There was a time in my life when I was pursuing the path to becoming a licensed counselor I had grand plans of one day owning my own practice. That’s when I ran into the same problem that many of us run into as military spouses. Licensing and certification issues.

Instead of making the decision to pursue my PhD in counseling, I decided to forgo all the trouble of getting re-certified and relicensed every time I had to move. I chose to wait until my service member retires and we find our “forever home.” But what on Earth could I do with a B.S. in Social Psychology? As it turns out, I could do a LOT.

When it comes to education and employment, military spouses have to approach our careers just like everything else: creatively, resourcefully and totally out of the box. Social Psychology is all about understanding human behavior in social situations…i.e. PEOPLE. Since most jobs involve people, all I had to do was get creative with my skillset to find meaningful employment as my hubby took me along on this adventure. I’ve since used my skills in training and development and now as a full time writer!

But what about those other specific degrees? If you find yourself in an employment pickle or can’t match your degree to available career opportunities in your area, check the list below for some ideas!


If you’ve obtained your Juris Doctorate to practice law, chances are you’re already aware of the red-tape nightmare of the licensing issues. There are many military spouses who have found success despite these issues and have even gone on to work towards easing them across state lines. MSJDN is an organizations of military spouse lawyers who have done just that! But there are always alternatives if you’re forced into situations where you can’t use your education to the fullest extent.

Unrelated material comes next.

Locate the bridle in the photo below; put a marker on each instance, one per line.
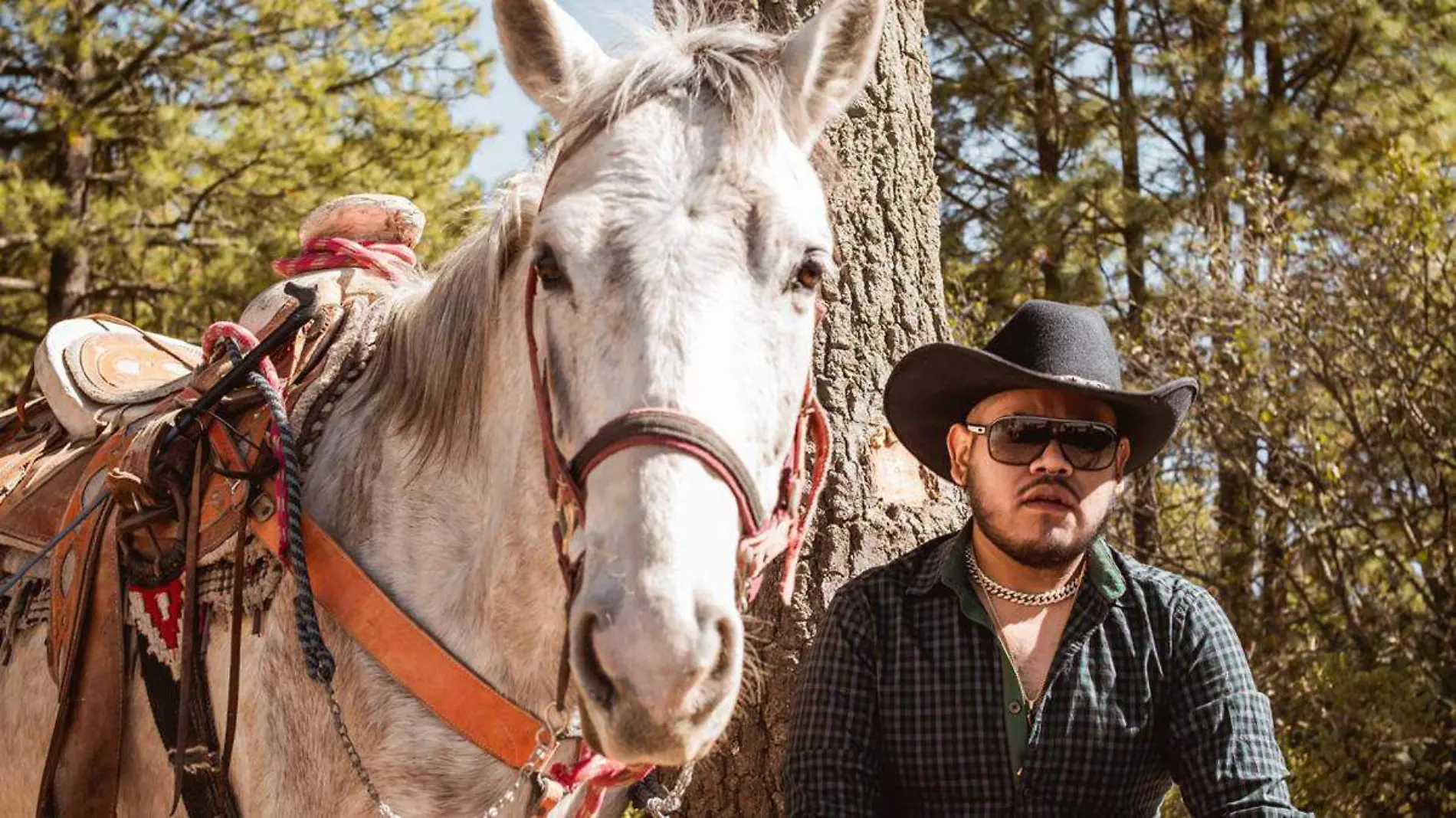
(763, 536)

When a friend of mine PCS’d to California a few years back, she was able to use her JD as an immigration attorney. She wasn’t required to take the bar exam in that state to work in that field, and since she was passionate about immigration anyway, she dove in head first! She worked first with a nonprofit and was then recruited by a firm after she won an award from the California Bar Association for her work with detained immigrants.


Psychology is the study of the human mind and behavior. There are a slew of fields you could work in while you pursue higher education or go through the licensing process. Media and advertising would be a great field to consider since psych grads have valuable insight into how people think and can analyze complex problems while communicating them with ease. Media roles like management, writing or production could lead to other opportunities and a diverse resume.

Human resources is also an option and can be used in the public and the private sectors. Areas such as professional development, coaching, recruitment and public relations all fit the bill under the umbrella of a psychology degree.